I agree. Let's concentrate on noinline then, as we can afford making our attributes imply noinline.

I'm guessing s/can/can't/ was meant.

Maybe we should add new GCC-like attribute “noipa” to disable these optimizations?

I would expect something to that effect would be needed
to actually provide the guarantees sanitizers are/were expecting.

I agree that the example code is relying on the attribute behavior that is underspecified. In this case, no_sanitize("memory") functions, when compiled with MSan, give special meaning to returning a value from a function. As a lot of other things that MSan does, this one is kind of best effort - consider if the function has passed the value by address:

int* KMSAN_DO_NOTHING(int *p) {
  return p;
}

This int will not get initialized by the no_sanitize attribute.

We could attempt to preserve this behavior by

  1. suppressing all IPA across sanitize/no_sanitize boundary, the same as we do with inlining. This could be hard to maintain.
  2. not inferring the "returned" attribute in no_sanitize(memory) functions. This makes sense, because the function does not simply return that argument.

Or fix this in the user code with optnone or explicit call to __msan_unpoison.

I would really prefer not to overload existing attributes but instead introduce a new one or reuse existing ones them with their "current meaning" (e.g., optnone). I'm also against "complex" attributes when they are comprised of orthogonal parts we can split off, e.g., something like nosanitize should not imply noipa. That said, I think having noipa seems reasonable.

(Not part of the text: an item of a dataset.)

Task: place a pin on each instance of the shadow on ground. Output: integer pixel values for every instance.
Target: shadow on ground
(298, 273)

llvm/lib/Transforms/InstCombine/InstCombineCalls.cpp
4569 ↗(On Diff #251580)

re: https://bugs.llvm.org/show_bug.cgi?id=46463

Do we need to check that the callee doesn't have the noinline function attribute?

lebedev.ri added inline comments.Jun 26 2020, 11:11 AM
llvm/lib/Transforms/InstCombine/InstCombineCalls.cpp
4569 ↗(On Diff #251580)

I'm not sure i understand why presence of noinline should block this?
noipa on the other hand, sure.

jdoerfert added inline comments.Jun 26 2020, 11:32 AM
llvm/lib/Transforms/InstCombine/InstCombineCalls.cpp
4569 ↗(On Diff #251580)

I'm not sure i understand why presence of noinline should block this?
noipa on the other hand, sure.

+1 (a little more detail: https://reviews.llvm.org/D75815#1976892)

@nikic, @spatel do we also need a fix for register allocator? it seems like this optimization can lead to supoptimal codegen.

Check:
https://godbolt.org/z/jPT53e

@nikic, @spatel do we also need a fix for register allocator? it seems like this optimization can lead to supoptimal codegen.

Check:
https://godbolt.org/z/jPT53e

I don't know anything about that part of codegen, but yes it looks like a regression. Please file a bug, so we can track it.